Sehome
Where Bellingham began -- historic homes, forest trails, and the city's best observation tower.
About
Sehome
Sehome is where Bellingham began. In May 1858, coal mine manager Edmund C. Fitzhugh founded the settlement on Bellingham Bay and named it for his father-in-law, S’Klallam chief Sehome. The coal mine closed in 1878, but the town grew, incorporated in 1888, and merged into what became Bellingham. That deep history shows in the neighborhood’s bones: tree-lined streets of Craftsman and Victorian homes, many over a century old, climbing the slopes of Sehome Hill with views of the bay and Mount Baker.
Sehome Hill Arboretum
The 175-acre Sehome Hill Arboretum is the neighborhood’s crown jewel — a second-growth forest laced with trails, topped by an 80-foot observation tower offering sweeping views of Bellingham Bay, the San Juan Islands, and the Cascades. The hand-cut rock tunnel from 1923 (originally for car traffic, now a trail feature) is a beloved local curiosity. Multiple trailheads around the neighborhood’s edges mean you are never far from the woods.
The Neighborhood
Sehome’s housing is a study in contrasts.

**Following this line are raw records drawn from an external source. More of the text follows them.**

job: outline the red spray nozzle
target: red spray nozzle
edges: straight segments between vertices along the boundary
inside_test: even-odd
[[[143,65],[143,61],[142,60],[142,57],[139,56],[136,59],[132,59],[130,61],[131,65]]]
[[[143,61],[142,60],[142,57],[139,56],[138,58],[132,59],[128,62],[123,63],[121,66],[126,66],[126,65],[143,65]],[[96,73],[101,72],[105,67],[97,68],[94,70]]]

The streets closest to WWU have older rentals and student housing. Move further into the residential core and you find well-maintained Craftsman bungalows and Victorian homes on sloped lots with views. The Sehome Hill Historic District (National Register of Historic Places, 2001) contains over 200 properties mostly built before 1930. The terrain means many homes have elevated views and terraced yards.
Campus and Growth
Western Washington University sits at the neighborhood’s southern edge, bringing student energy and housing demand that shapes the rental market and street life. The Samish Way Urban Village development promises significant new density. Long-term residents value the walkability to downtown, the architecture, and the arboretum, but worry about parking pressure and the neighborhood’s evolving identity.
Who Lives Here
Sehome has more demographic variety than its reputation suggests. Professors and university staff who chose proximity to campus, families who wanted trails out their back door, retirees in the quieter eastern pockets, and young professionals who split the difference between downtown energy and residential calm. The central location is a genuine advantage — downtown is walkable downhill, and the arboretum trails connect through to the south side of town.